Historically butcher blocks were used for cutting meats. The thick hard surfaces
were ideal for the heavy blows of a meat cleaver, or the slicing action of a carving knife.
Today, most butcher blocks serve more of an aesthetic purpose in the modern kitchen.

Care and Maintenance

Butcher blocks should be finished regularly with a mineral oil and a beeswax
coating to maintain their beauty and keep the wood from warping and cracking. Modern
polyurethane and varnish finishes that are used on most furniture today should not be
used on butcher blocks. These finishes are hard and sit on the surface. Cutting on the
butcher block will break through this barrier and allow moisture into the wood.

Butcher blocks are made from natural wood and thus suffer from the effects of
moisture. Too much moisture will cause the block to swell. Too little moisture can
cause the wood to dry out and shrink, causing cracks. These problems can be avoided
by keeping standing water and moisture (such as liquids from meats) from sitting on the
surface of the block. Simply wipe the block dry when you are done.

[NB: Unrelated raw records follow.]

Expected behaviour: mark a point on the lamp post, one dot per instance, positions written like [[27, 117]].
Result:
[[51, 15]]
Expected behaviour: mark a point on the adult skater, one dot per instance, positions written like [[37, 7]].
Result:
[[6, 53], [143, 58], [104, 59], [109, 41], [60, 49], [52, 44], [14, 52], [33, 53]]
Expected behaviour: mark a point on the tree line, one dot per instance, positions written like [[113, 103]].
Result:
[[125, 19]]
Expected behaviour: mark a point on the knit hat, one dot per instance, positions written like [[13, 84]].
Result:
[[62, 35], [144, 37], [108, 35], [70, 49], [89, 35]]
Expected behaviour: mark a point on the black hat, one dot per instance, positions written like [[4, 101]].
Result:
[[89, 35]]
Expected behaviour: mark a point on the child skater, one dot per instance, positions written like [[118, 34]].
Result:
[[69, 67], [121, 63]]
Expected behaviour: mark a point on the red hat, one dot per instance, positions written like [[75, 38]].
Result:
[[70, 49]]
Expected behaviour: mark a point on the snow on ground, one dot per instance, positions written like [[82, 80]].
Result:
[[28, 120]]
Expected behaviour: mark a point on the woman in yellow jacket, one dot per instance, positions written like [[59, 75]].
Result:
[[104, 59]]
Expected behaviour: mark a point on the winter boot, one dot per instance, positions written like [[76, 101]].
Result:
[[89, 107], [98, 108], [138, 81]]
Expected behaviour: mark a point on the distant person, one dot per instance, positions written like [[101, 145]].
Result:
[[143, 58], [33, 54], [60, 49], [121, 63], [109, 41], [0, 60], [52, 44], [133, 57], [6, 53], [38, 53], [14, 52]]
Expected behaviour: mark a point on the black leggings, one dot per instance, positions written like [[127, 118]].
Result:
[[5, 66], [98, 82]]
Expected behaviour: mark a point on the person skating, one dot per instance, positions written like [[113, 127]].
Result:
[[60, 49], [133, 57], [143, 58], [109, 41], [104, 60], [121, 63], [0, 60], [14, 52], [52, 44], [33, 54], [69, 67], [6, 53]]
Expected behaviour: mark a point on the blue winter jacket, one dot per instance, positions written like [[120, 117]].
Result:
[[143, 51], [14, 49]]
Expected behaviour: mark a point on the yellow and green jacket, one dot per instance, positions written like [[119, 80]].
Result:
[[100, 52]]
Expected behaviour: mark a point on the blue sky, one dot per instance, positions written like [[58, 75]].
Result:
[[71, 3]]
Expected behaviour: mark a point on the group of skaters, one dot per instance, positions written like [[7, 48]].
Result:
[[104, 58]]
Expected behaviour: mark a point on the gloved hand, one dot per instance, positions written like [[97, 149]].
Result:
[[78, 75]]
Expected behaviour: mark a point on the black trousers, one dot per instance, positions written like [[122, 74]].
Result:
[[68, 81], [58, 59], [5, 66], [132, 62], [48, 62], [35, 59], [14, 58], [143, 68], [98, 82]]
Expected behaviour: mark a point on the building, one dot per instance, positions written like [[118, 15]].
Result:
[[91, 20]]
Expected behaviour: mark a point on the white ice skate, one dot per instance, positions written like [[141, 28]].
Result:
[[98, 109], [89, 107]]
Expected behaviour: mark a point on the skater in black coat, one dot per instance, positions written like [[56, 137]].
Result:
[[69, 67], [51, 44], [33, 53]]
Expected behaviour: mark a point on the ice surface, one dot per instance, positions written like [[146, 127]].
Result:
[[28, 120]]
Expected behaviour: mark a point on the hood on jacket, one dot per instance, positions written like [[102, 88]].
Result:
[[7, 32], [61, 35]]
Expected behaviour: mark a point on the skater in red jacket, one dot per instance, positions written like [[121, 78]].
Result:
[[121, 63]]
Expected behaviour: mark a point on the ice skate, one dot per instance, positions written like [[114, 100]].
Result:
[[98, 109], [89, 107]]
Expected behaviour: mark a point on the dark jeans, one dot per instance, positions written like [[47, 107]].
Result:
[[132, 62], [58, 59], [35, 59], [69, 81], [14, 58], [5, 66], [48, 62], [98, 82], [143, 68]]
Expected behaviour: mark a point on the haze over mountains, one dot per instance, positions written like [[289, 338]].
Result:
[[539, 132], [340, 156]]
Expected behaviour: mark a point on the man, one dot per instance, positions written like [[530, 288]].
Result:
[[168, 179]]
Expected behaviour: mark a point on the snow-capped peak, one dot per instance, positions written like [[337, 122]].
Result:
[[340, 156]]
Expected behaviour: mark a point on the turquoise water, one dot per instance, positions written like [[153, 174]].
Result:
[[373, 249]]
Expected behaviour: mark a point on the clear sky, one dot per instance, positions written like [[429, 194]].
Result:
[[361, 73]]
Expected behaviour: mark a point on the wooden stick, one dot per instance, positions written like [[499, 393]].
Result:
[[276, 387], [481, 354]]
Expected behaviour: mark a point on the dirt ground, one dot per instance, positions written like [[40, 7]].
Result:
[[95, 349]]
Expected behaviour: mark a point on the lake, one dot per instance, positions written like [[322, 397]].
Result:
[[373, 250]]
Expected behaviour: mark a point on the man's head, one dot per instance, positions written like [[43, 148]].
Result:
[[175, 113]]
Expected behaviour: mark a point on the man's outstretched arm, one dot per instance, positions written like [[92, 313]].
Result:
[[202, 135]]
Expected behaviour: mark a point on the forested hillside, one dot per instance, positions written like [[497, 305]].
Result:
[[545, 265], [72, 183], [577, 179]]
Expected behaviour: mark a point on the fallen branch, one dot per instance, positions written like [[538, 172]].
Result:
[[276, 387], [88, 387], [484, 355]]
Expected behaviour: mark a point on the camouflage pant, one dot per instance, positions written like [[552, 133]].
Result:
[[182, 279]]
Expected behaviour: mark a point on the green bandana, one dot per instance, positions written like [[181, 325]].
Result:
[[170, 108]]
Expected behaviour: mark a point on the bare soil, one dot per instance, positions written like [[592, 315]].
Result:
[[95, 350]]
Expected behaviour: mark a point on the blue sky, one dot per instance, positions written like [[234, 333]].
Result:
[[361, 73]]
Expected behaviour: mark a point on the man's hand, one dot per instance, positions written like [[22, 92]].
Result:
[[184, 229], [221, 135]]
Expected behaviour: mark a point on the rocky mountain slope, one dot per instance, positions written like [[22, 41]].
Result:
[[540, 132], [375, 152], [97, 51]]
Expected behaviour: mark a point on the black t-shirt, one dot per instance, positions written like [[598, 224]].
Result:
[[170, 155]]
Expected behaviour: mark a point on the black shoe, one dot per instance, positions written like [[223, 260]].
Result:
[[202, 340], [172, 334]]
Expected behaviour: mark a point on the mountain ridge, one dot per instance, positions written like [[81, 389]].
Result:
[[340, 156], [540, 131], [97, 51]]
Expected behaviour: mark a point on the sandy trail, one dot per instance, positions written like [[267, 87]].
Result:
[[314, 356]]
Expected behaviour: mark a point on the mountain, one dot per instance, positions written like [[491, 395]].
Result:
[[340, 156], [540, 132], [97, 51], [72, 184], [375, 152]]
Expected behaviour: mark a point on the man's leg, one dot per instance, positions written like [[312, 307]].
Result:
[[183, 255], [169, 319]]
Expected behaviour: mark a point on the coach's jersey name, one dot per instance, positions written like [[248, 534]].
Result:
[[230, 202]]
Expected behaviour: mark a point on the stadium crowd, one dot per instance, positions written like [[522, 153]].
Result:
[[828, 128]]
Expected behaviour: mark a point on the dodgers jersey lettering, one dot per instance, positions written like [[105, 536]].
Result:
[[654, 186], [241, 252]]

Winter months bring dry air and this can cause the butcher block to lose moisture
and dry out as well. Placement of the block near a washing machine or stove can also
cause the block to dry out. Regular applications of mineral oil is the best way to ensure
your butcher block keeps from drying out. A top coat of beeswax finish not only helps to
smooth the surface, it also helps to repel water.
Sanding if Necessary

When refinishing a butcher block you may wish to sand the surface of the wood
to remove old stains, scratches and marks. Sanding can also be used to remove a
polyurethane or varnish finish that was applied by mistake. Aggressive reshaping of a
well used block is sometimes called for – that’s a bigger project, and Harbor Freight.

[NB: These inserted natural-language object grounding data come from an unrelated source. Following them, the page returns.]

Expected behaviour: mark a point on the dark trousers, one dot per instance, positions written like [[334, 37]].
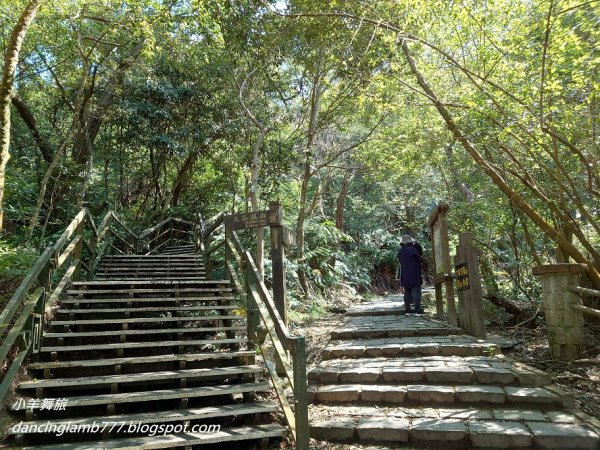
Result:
[[412, 295]]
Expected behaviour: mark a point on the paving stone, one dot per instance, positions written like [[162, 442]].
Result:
[[337, 430], [527, 376], [561, 417], [567, 399], [531, 395], [491, 375], [563, 436], [466, 414], [423, 393], [480, 394], [338, 393], [355, 351], [519, 414], [383, 393], [378, 429], [499, 435], [403, 374], [359, 375], [437, 430], [449, 374]]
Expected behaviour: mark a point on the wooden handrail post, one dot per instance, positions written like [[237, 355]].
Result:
[[301, 395], [566, 333], [251, 308], [278, 264], [77, 251]]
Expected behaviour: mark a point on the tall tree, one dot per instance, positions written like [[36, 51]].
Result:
[[11, 59]]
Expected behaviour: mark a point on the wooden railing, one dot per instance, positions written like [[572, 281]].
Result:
[[170, 231], [288, 373], [74, 256]]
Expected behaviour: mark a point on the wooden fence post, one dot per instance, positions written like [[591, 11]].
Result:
[[566, 333], [278, 264], [438, 222], [468, 285]]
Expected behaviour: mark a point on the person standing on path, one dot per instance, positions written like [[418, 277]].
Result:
[[411, 266]]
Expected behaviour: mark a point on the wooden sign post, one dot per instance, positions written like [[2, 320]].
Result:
[[438, 222], [280, 236], [468, 285]]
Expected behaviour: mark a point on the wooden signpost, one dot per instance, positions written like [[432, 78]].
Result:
[[468, 285], [438, 222], [280, 237]]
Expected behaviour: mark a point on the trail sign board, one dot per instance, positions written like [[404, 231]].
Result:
[[256, 219]]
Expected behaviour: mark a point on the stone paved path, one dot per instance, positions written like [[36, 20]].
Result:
[[387, 378]]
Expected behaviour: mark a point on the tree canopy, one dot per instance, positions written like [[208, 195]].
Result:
[[356, 116]]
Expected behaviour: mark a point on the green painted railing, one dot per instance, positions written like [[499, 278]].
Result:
[[287, 373], [75, 255]]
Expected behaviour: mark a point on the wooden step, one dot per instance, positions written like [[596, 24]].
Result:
[[118, 333], [150, 257], [142, 320], [161, 394], [430, 394], [134, 300], [424, 370], [166, 290], [137, 360], [160, 376], [140, 345], [183, 440], [163, 283], [168, 416]]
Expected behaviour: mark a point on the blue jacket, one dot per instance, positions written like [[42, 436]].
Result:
[[410, 266]]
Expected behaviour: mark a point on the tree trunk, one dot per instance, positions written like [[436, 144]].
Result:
[[340, 202], [44, 184], [568, 248], [11, 59], [29, 119], [317, 92]]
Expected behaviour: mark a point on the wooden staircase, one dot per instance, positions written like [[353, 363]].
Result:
[[150, 354]]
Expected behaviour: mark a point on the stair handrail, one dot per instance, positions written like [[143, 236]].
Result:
[[165, 232], [586, 309], [23, 318], [264, 319]]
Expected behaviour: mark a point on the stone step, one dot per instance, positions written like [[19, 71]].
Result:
[[432, 394], [425, 370], [108, 381], [209, 297], [132, 362], [171, 308], [122, 421], [410, 346], [154, 395], [465, 431], [180, 440], [378, 308], [367, 327]]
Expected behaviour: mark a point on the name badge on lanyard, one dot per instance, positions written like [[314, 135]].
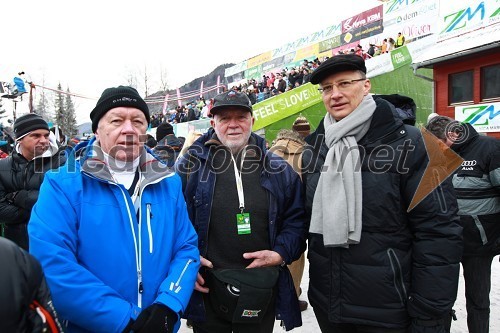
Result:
[[242, 218]]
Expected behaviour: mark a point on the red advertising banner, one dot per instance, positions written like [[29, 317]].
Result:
[[362, 19]]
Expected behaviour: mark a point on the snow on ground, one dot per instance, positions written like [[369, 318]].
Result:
[[460, 326]]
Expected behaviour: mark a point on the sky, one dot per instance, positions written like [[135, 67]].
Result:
[[88, 46]]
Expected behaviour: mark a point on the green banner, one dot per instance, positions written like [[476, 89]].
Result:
[[285, 105], [400, 57]]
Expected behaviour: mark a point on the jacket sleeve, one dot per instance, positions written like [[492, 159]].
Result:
[[437, 240], [79, 296], [176, 289], [292, 232], [494, 167], [10, 213]]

Massive surface reworking or removal. A random orbital sander is ideal for the
sanding process. If the wood is in rough shape you may want to start with 80 grit
sandpaper. As you sand the block smoother and smoother it is important to "work
through the grits". This means that each time you sand you use finer and finer
sandpaper. Each finer grade of sandpaper will remove the scratches left by the
previous grade. An example of this is to start will an 80 grit sandpaper, next use
120grit, then 240grit, and finally with 400 grit. If your butcher block needs only modest
sanding, you can start with the 240 grit and finish with the 400 grit. Depending on your
desired finish you might skip the 400 grit sanding.

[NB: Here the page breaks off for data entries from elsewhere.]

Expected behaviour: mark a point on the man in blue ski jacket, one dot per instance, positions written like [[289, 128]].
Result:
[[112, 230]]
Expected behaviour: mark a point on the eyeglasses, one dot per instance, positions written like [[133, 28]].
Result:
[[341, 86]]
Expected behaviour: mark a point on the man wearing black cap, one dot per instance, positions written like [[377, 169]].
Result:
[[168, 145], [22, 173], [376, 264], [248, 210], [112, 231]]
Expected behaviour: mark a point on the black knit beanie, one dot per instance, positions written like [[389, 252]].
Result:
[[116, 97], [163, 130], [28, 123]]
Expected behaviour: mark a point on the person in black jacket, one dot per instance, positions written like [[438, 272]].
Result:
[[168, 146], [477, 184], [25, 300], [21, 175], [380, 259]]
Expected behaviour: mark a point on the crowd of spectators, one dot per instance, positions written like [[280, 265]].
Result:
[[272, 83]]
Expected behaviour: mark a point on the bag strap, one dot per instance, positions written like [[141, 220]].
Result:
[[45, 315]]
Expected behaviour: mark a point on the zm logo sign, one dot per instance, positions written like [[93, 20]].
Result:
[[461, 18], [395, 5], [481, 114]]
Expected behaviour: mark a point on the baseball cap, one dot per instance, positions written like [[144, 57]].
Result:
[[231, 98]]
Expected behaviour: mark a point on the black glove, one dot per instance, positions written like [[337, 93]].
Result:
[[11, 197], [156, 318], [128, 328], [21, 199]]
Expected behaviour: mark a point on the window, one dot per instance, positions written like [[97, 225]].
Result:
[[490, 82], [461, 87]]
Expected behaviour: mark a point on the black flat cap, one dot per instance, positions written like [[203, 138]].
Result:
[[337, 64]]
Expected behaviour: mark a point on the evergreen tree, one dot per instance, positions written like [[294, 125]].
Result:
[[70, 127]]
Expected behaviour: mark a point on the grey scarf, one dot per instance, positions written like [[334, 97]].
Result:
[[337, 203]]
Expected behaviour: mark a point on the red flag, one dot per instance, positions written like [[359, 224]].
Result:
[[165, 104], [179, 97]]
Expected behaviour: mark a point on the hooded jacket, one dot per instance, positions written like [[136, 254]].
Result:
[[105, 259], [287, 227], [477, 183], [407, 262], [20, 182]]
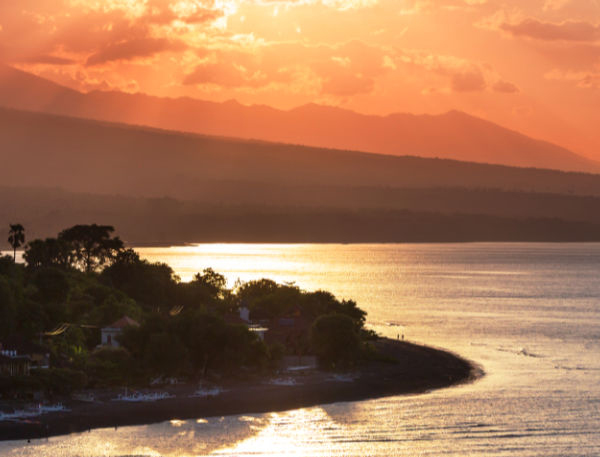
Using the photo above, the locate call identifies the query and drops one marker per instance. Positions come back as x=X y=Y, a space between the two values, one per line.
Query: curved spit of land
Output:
x=404 y=368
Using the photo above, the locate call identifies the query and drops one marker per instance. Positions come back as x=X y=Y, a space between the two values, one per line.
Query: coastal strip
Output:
x=403 y=368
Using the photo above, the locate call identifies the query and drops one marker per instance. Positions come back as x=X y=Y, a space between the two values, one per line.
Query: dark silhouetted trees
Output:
x=92 y=245
x=16 y=237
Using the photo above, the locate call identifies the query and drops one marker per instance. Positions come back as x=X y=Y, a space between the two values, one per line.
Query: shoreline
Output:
x=417 y=369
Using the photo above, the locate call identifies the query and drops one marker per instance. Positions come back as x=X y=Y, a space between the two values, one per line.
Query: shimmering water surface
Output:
x=529 y=314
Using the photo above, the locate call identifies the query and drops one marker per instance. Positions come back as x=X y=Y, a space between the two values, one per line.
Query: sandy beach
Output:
x=415 y=369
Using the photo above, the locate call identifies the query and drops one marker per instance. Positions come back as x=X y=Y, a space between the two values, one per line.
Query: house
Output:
x=244 y=319
x=18 y=356
x=12 y=364
x=111 y=333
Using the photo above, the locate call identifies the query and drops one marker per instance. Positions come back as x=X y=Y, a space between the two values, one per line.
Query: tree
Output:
x=51 y=252
x=16 y=237
x=92 y=245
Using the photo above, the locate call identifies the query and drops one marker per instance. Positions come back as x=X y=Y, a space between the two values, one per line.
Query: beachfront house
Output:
x=18 y=356
x=244 y=319
x=13 y=364
x=111 y=333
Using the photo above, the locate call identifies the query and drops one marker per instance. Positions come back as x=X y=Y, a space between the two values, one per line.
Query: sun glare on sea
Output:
x=298 y=432
x=235 y=261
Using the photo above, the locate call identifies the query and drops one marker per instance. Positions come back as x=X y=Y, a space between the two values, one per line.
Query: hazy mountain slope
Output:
x=44 y=212
x=45 y=150
x=452 y=135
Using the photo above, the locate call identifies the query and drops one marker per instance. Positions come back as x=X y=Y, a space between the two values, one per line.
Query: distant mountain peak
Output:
x=452 y=135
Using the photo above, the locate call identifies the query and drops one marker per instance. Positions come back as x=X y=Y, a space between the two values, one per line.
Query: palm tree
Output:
x=16 y=237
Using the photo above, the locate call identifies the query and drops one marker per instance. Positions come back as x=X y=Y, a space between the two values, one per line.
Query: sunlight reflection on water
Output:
x=527 y=313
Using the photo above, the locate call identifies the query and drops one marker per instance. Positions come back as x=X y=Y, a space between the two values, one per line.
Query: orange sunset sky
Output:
x=530 y=65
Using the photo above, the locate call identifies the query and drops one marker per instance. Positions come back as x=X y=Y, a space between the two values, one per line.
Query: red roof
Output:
x=125 y=321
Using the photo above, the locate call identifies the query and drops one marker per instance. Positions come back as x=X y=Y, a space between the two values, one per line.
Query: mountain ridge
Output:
x=452 y=135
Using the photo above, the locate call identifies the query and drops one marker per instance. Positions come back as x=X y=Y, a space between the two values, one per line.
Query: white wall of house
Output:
x=109 y=336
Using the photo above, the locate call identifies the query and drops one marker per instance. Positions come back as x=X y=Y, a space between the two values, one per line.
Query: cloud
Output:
x=338 y=70
x=49 y=59
x=135 y=48
x=583 y=79
x=505 y=87
x=469 y=80
x=580 y=31
x=462 y=75
x=225 y=74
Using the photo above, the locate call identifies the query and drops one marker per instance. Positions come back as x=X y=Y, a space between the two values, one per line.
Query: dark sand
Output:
x=417 y=369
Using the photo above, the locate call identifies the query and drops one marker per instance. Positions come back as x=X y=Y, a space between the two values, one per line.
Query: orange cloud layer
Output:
x=527 y=64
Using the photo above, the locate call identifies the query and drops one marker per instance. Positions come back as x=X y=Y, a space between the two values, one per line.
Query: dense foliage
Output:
x=73 y=285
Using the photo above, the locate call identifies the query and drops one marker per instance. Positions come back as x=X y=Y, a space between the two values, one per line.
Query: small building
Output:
x=12 y=364
x=244 y=319
x=112 y=332
x=22 y=352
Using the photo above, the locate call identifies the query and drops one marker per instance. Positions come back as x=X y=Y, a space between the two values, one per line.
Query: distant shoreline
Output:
x=416 y=369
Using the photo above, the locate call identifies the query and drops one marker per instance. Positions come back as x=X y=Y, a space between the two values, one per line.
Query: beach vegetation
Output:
x=72 y=286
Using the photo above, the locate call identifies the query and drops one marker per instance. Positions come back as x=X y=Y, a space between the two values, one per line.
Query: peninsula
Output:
x=93 y=336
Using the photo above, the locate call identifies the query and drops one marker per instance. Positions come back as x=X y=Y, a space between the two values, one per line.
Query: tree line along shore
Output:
x=84 y=315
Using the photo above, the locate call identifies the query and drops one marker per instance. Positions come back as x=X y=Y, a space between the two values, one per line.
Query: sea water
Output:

When sanding out gouges and scratches keep in mind that if you don't sand the
top evenly you will end up with "hills" and "valleys" in the top. If you concentrate on
sanding on scratch to ‘get it out’ you will end up with a valley. Antique butcher blocks
probably already suffer from this, and you should probably just consider them "character
marks".

Oil Protection

There are numerous oils available for butcher blocks. Some companies market
them as special "Butcher Block Finishes" or "Mystery Oil". There is a term for this
practice- selling ‘snake oil’. You can save some money by visiting the local hardware
store and purchasing Mineral Oil. (not mineral spirits - that's paint thinner)

Applying Mineral Oil

You do not want to use olive oil, vegetable oil, or other organic or food-based oils
on a chopping block. These finishes can become rancid and sticky with regular
application and time. It won't hurt the block, but it will cause an odor and can impart a
taste to food prepared on the surface.

The mineral oil can be applied to the surface with a rag or sponge. It's very
simple to apply and difficult to make a mistake. Simply wipe it on the surface and watch
it soak in. Ok, do another coat. When the wood won't take any more oil, you can wipe
off the excess with a clean dry cloth. Don't worry about applying too much oil – here,
more really is better.

New or old butcher blocks that have become dry may need 5-10 coats. Once a
block has become conditioned, regular applications of 1-2 coats on a monthly basis are
recommended. A beeswax finish should then be applied for optimal performance.

A ‘heat gun’ will speed the beeswax going on.

Beeswax Top Coat

The beeswax topcoat is an optional addition to the re-finishing process but is well
worth the time. The beeswax sits on the surface of the wood in contrast to the oil that
soaks into the wood. As a result the beeswax fills in pores and gaps that thin oil can't
bridge. This helps to keep moisture, bacteria, and other contaminants from getting into
the wood surface.

Oil soap will take off many things – including paint!